I was on a project with very tight interior space so we stored the suits submerged in the lockout trunk and only pulled them out when dressing. By the end of the dive the suits were permanently crushed and we showed them to Dick Long a few weeks later. It not only solved the explosive suit decompression problem, it was an improvement since it reduced the lead we had to carry and increased flexibility. I suspect he also got some suits like this from classified US Navy operations. Insulation loss from permanent compression didn't mean much when you're dumping 2½ gallons of sea water into the suit at 110° F anyway.
 
Maybe I missed it, but I haven't seen much discussion about the psychology of 'group think'.
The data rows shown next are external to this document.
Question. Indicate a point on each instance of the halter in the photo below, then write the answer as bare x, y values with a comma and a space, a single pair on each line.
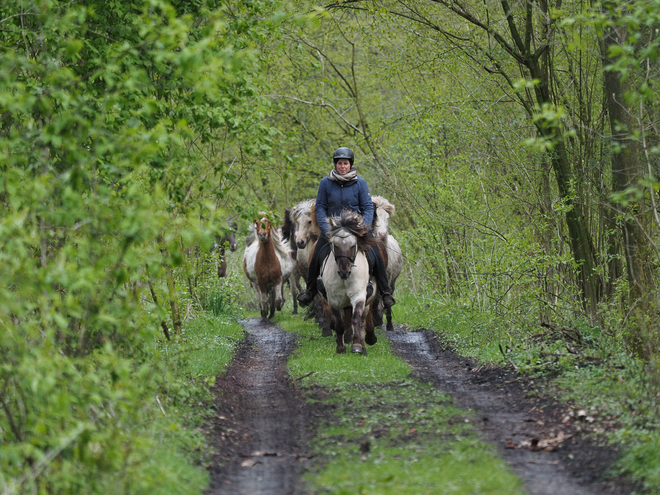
349, 258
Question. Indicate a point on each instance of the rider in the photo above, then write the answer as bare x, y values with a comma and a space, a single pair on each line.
343, 188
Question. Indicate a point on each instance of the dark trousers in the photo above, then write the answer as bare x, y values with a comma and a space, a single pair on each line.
321, 251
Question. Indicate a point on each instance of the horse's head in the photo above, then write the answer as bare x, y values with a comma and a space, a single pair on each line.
345, 249
383, 210
306, 231
231, 237
263, 229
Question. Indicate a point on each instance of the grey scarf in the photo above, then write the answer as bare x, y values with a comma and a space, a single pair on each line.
342, 179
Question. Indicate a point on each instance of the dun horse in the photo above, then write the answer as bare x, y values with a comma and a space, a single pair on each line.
383, 210
288, 232
345, 275
307, 233
267, 264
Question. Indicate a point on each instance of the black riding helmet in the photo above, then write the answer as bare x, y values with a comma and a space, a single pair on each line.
345, 153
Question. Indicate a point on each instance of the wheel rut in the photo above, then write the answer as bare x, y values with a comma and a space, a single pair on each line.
260, 420
527, 433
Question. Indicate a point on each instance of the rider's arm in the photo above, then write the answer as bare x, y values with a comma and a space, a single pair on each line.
321, 208
366, 205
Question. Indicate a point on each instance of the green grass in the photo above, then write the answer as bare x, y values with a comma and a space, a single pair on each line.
210, 343
471, 333
173, 460
317, 355
384, 432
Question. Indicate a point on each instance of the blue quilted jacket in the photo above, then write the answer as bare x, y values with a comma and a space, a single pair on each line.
333, 197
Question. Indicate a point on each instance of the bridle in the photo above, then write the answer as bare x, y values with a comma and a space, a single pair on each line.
349, 258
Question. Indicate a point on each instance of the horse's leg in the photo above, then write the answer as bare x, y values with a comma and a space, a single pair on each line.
369, 330
325, 319
272, 301
357, 322
378, 311
348, 325
388, 314
263, 302
295, 289
339, 330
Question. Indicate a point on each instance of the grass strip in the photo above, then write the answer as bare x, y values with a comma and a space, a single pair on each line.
385, 432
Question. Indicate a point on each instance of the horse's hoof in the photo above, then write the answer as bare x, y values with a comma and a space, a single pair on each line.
358, 349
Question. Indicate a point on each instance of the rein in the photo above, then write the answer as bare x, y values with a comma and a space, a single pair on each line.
349, 258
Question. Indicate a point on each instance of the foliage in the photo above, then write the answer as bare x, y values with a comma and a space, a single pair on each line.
385, 432
111, 172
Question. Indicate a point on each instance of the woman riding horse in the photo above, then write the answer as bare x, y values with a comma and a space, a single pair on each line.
343, 189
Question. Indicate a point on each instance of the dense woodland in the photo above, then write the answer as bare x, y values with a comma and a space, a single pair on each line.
518, 141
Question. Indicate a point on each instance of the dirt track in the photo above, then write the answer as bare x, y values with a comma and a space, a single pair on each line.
262, 424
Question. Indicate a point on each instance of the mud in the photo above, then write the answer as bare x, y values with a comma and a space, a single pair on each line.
260, 423
261, 426
549, 454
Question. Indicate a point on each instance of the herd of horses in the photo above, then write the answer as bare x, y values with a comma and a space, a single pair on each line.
276, 256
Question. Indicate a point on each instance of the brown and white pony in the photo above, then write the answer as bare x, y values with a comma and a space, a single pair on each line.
267, 264
345, 275
383, 210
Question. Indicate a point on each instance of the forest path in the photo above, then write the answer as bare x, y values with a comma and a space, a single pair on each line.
262, 424
546, 453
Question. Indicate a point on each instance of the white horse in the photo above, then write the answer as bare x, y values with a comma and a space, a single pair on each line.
267, 264
383, 210
345, 275
307, 232
287, 233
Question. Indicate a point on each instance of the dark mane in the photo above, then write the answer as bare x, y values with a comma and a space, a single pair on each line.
288, 227
354, 224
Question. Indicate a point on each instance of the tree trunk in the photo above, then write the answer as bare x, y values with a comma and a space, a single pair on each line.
627, 171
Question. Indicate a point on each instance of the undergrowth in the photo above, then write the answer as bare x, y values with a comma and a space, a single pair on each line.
583, 365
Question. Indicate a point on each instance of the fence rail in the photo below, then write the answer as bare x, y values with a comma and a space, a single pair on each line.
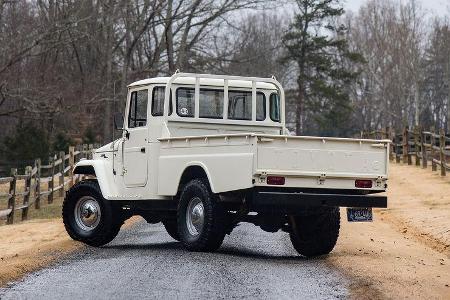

My article focuses on several psychological factors that might be viewed as early-stage links in the 'accident chain'.

Team psychology is particularly important to any accident analysis of a project of this type.

I personally believe that there is evidence of groupthink within the team.....and symptoms if that may be apparent in the social media, reports and responses emerging from the team before and after the fatality.

I think many have read my article, but I did update it today to describe group think, it's causes, symptoms and effects on a team...

A Fatal Attempt: Psychological Factors in the Failed World Depth Record Attempt 2015

Screenshot_2015-08-19-01-18-09-01.jpeg
 
If the news hasn't hit yet, I've been advised that his body has been recovered and the USCG has it.